The Vancouver Aquarium is hosting a rally Monday night in a last-ditch attempt to coax the Vancouver Park Board away from enacting a ban on whales, dolphins and porpoises.
The board will hold a final vote on the contentious issue on Monday, but the aquarium is hoping commissioners can see the importance of the institution’s rescue and rehabilitation program.
The Rally for Rescue will take place at Ceperley Playground at Second Beach from 6:30 p.m. to 8:30 p.m.
According to the aquarium, 95 per cent of Vancouverites support marine mammal rescue and over 11,000 letters have been delivered to the Park Board asking it to reconsider its decision, first voted on in early March.
Park Board commissioners voted unanimously to “bring forward for enactment by the Board an amendment to the Parks Control bylaw to prohibit the importation and display of live cetaceans in Vancouver parks” by May 15.
A list of the draft amendments were released on Wednesday. It states “no person shall bring into any park, or otherwise keep or maintain in any park, any cetacean which has been captured or taken from the wild,” excluding captive cetaceans rescued prior to Sept. 16, 1996, and cetaceans born into captivity at any time.
Other exceptions include:
- Cetaceans which are already being kept or maintained in a park as of Sept. 16, 1996
- A member of an endangered cetacean species, provided that approval for bringing it into a park has first been obtained from the Park Board
- An animal that has been injured or is otherwise in distress and in need of assistance to survive or rehabilitation, whether or not the intention is to release it back into its natural wild habitat
The amendments mean the three cetaceans currently at the aquarium will be allowed to stay but cannot be included in shows or performances of any kind.

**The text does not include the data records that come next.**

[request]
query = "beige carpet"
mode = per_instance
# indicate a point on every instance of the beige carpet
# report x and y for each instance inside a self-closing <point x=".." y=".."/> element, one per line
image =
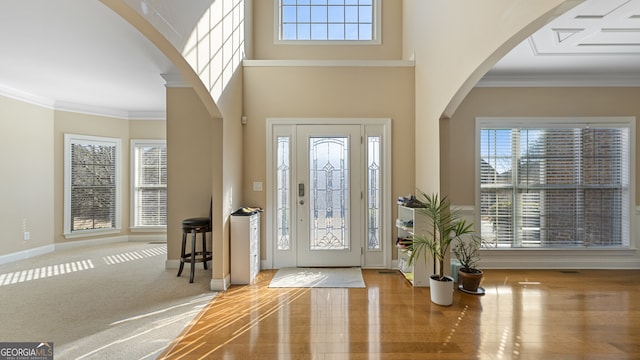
<point x="318" y="277"/>
<point x="113" y="301"/>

The aquarium and its supporters say this policy puts rescued or endangered animals at risk and jeopardizes their fate. It is also concerned the Department of Fisheries and Oceans may not rescue injured cetaceans if there is no place for them to go.
“You rescue harbour seals, go ahead and do that, but no, no — you’ve got to leave cetaceans to die a death on the beach or have a federal officer put a bullet in them,” Vancouver Aquarium CEO John Nightingale said.
Those who cannot attend the rally are also encouraged to send a letter to the Park Board voicing their support for the aquarium.
Meanwhile, those opposing the aquarium’s marine mammal rescue program held their own rally on Saturday for the fifth consecutive year.
The Empty the Tanks rally is an annual event held at sites across the globe demanding aquariums and marine parks release whales, dolphins and porpoises held captive for the purposes of research, education or entertainment.
While animal rights activists have been calling for a ban for many years, Matthews said the issue gained traction in recent months following the death of two beluga whales, named Qila and Aurora, last fall.
“I think it’s woken a lot of people up to the reality of captivity and that these animals don’t do well in confined spaces like this, and if they’re going to be in captivity, they need to be in more amenable situations like sea-pen sanctuaries,” Matthews said.
But the clash between supporters of the aquarium and people who oppose its programs has not always been a polite dialogue.
According to aquarium staff, protesters have thrown vile insults at staff and volunteers, calling them things like “murderers” and “monsters.” Even Park Board commissioners have hurled cutting remarks.
Green Party Park Board Commissioner Stuart Mackinnon recently compared the aquarium’s programs to what scientists did in Nazi Germany.
“In the last century, both the Nazis and the Imperial Japanese Army committed atrocities in the name of science,” Mackinnon said at the March 8 Park Board meeting.
Remarks like this, the aquarium said, brought several employees to tears during the public meetings.
Marcus Wernicke, a volunteer with the aquarium since 2013 and a board member for the Porpoise Conservation Society, says he’s been the subject of countless attacks from protesters.
“Some of them are quite abusive and aggressive at times,” Wernicke said. “They say things like ‘You enable murder’ and ‘You help them to kill animals.'”
He says their arguments simply don’t hold up to scrutiny.
He thinks it’s this sort of aggression and organization that helped to persuade the Park Board to vote for the cetacean ban.
“These animal rights activists are very organized and protest just about anything. They are very well organized. They are lobbyists. They work for professional organizations that work for the animals rights cause.”
On the contrary, Wernicke — who calls himself an animal welfare activist — says aquarium supporters have often been too quiet and not proactive enough to fight for their cause.
While he feels the Park Board has mostly made up their mind regarding Monday night’s vote, he’s hoping the rally could convince them to add an exception for rescued cetaceans that cannot be released back into the wild.
The meeting is not open for public speaking, despite dozens of requests from aquarium supporters to make it an open platform, Wernicke said.
Wernicke expects parties from both sides of the issue will be present at the rally, which he says is the last chance to get the word out. For that reason, he says he’s a little bit “on the edge” about how some protesters will behave.
If Park Board commissioners vote to enact the ban on Monday, the changes will be implemented immediately.